I have written previously about domestic violence (here), and in this post, as with that one, I wasn’t actually at the event I am writing about. In fact the occasion itself is now some weeks past, but I waited to write it till I could get some pics of the event (thanks a lot Megan for sending them to me, plus passing on other information about the evening). The AGM of the Southern Domestic Violence Service is held each year around this time. I (and many others of us) have worked with SDVS over quite a few years, both as a health worker, and with CHO. It is one of my favourite organisations – barring the actual need for it of course – for its positive, innovative, compassionate and creative work, its willingness to collaborate with all manner of organisations and groups (like Health back in the day, and CHO now), and the great staff and management.

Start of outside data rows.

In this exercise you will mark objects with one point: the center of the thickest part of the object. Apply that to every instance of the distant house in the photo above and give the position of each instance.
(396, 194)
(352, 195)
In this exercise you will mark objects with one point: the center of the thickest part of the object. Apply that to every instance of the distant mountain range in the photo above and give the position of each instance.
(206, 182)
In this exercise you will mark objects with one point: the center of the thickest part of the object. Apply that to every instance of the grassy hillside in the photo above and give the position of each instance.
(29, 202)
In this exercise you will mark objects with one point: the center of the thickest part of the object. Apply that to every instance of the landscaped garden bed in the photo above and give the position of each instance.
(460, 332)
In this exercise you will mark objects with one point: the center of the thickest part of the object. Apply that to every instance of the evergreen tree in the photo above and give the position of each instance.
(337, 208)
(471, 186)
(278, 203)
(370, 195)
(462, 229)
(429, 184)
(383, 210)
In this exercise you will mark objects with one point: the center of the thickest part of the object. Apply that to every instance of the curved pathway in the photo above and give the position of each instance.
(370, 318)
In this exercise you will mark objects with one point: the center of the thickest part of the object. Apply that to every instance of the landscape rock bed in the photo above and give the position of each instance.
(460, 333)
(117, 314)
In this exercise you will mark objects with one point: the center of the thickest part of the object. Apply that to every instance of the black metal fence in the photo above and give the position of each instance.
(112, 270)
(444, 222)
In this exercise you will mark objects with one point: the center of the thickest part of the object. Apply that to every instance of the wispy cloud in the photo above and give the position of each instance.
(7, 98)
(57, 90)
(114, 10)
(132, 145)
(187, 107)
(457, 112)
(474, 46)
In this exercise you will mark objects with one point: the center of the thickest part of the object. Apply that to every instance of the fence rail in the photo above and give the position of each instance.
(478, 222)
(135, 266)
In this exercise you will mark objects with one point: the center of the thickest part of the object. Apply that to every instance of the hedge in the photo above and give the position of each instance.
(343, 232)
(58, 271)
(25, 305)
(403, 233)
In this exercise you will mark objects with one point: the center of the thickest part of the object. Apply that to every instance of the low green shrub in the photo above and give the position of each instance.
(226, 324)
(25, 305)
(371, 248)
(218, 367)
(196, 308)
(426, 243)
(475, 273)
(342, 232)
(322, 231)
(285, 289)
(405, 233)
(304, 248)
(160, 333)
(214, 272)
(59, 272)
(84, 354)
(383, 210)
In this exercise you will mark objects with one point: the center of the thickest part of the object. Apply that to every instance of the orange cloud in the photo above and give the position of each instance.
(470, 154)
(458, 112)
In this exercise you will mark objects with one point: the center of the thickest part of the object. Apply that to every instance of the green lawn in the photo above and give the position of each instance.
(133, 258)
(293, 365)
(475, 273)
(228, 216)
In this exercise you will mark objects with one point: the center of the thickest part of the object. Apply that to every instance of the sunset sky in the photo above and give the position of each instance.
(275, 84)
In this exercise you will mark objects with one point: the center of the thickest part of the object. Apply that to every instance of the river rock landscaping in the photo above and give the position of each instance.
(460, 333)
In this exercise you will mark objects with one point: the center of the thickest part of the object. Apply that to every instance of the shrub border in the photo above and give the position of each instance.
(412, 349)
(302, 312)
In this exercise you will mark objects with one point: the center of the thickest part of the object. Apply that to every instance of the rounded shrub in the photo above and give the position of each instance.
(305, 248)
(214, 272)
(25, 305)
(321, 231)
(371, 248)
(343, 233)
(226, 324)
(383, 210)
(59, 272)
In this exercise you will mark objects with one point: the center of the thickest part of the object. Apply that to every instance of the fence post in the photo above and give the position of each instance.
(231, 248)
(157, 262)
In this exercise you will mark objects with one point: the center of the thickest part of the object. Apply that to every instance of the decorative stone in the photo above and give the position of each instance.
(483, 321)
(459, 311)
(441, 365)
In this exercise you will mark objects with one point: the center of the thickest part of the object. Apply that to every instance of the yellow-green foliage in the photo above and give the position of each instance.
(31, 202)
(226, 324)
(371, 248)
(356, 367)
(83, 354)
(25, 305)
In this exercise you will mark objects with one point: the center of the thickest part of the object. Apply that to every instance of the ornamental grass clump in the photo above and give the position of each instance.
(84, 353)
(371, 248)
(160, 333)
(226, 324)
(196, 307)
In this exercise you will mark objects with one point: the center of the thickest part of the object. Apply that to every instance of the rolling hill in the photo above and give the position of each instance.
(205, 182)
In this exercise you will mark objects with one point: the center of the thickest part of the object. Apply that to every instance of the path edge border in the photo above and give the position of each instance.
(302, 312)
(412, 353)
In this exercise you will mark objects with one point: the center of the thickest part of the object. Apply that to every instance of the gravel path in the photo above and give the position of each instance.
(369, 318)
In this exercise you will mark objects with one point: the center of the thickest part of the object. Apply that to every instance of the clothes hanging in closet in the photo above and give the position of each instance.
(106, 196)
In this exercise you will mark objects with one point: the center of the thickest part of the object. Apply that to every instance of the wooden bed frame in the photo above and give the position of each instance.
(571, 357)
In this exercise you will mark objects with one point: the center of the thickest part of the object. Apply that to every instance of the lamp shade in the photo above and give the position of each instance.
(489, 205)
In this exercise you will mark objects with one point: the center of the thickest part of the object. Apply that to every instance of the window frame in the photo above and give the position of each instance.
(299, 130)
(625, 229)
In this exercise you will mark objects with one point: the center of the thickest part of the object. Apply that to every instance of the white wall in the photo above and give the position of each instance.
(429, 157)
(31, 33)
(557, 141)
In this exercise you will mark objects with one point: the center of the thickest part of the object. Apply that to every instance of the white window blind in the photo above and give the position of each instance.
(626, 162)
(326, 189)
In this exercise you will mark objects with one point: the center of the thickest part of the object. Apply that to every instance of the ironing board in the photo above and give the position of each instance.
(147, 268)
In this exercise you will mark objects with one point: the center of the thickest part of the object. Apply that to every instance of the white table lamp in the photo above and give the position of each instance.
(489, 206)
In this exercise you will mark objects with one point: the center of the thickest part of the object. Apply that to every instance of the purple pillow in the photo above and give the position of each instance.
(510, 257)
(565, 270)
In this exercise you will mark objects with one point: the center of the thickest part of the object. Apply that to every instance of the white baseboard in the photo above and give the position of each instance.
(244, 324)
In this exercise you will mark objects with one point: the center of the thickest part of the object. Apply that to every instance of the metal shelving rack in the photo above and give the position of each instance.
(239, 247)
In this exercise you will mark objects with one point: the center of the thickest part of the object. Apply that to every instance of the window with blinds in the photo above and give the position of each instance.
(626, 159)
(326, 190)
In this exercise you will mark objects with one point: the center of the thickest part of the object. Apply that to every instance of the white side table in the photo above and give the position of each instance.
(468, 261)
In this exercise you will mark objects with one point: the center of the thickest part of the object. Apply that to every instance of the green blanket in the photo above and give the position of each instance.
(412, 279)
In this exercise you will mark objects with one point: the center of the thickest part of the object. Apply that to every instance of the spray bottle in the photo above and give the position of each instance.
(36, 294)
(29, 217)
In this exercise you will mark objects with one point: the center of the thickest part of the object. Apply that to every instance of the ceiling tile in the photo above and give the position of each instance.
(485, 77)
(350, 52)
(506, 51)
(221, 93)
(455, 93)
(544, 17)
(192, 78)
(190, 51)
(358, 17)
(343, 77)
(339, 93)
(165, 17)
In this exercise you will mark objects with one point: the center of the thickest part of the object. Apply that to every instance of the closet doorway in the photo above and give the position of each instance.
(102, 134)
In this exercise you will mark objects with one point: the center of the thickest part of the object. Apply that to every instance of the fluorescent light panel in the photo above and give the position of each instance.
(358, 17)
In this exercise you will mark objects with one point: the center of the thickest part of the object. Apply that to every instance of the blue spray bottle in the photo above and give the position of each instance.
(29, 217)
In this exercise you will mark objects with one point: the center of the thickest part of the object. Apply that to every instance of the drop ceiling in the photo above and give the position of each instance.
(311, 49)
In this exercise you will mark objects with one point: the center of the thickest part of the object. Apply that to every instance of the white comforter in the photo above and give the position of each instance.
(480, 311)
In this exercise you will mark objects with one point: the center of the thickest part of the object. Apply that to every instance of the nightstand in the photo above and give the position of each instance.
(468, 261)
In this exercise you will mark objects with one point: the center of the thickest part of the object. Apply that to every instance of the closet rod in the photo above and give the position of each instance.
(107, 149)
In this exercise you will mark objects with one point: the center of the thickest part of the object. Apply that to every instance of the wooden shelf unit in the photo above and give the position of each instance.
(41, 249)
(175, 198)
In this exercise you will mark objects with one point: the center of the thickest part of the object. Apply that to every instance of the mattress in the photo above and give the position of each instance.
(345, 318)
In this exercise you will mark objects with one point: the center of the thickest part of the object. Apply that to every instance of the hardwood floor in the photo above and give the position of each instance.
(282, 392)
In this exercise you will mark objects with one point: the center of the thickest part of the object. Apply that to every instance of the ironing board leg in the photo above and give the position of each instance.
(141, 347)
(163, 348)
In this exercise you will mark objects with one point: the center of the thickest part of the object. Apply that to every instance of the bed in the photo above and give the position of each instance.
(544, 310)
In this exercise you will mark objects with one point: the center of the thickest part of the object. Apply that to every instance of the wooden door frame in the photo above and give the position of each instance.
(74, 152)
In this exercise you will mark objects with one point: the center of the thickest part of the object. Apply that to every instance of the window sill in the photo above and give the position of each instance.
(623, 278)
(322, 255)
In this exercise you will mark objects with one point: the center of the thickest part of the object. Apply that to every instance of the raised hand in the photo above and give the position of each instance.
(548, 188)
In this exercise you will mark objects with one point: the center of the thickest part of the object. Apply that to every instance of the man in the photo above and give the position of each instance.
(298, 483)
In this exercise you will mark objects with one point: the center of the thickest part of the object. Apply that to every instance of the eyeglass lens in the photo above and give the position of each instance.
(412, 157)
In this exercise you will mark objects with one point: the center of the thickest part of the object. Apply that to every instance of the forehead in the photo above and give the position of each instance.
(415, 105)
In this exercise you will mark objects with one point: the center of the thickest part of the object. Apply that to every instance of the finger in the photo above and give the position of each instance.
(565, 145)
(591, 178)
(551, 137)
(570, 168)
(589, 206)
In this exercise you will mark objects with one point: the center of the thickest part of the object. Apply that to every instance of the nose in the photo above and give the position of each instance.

I could not go to the AGM, which I like to do, but this year I had another activity on at the same time, so I missed the opportunity to see the special appearance there of three of the original workers at the first women’s shelter in existence down south. Getting the service going all those years ago – it was officially opened by Don Hopgood on 11 November 1976 – when there was almost no social acceptance of the need for it, took a lot of guts and determination. Helen, in her speech at the AGM said that at the beginning of the shelter “we were described as whores, bra-burning bitches, lesbians who just needed a good fuck, with siege mentality” and went on to say that people wouldn’t talk to her in the street, and made fun of her at the football club. They would ask when she burnt her bra today, and she would reply that today it was her knickers she had burnt, because she and the others would not be silenced, or intimidated, or made to stop the work they were doing. And so that service and others like it emerged, and women got help and support from them. I was speaking just yesterday with a community woman who moved out of a vicious domestic violence relationship into one of Adelaide’s women’s shelters 30 years ago, and she told me it was the happiest time of her life. She was treated so well and was so relieved to be safe from danger and cared about for that 6 month period. The support they receive lives on for many women and their children in many ways.
The three originals who attended the AGM have all led great lives. Helen, central to all that happened, is 85 now, and still as passionate and committed to a good life for all as she ever was. Molly has recently retired from many years working for Housing SA (where she was very supportive of lots of community programs, including Community Foodies, when she was the manager at Housing SA at Noarlunga), and Judith was a nurse and has led a very interesting and active life also. Helen has recently had heart surgery, so the fact that she could attend was very special. The three activists sang ‘Don’t be too polite girls’ for those present – what a special thing for all. I am very sorry I was not able to be there, but wanted to thank the staff at SDVS for their work in the present, and to thank all those who have gone before us and got the show on the road (such as Helen, Molly and Judith), for their contributions, their strength, their creativity and determination, and for all that they did to make a difference to us all.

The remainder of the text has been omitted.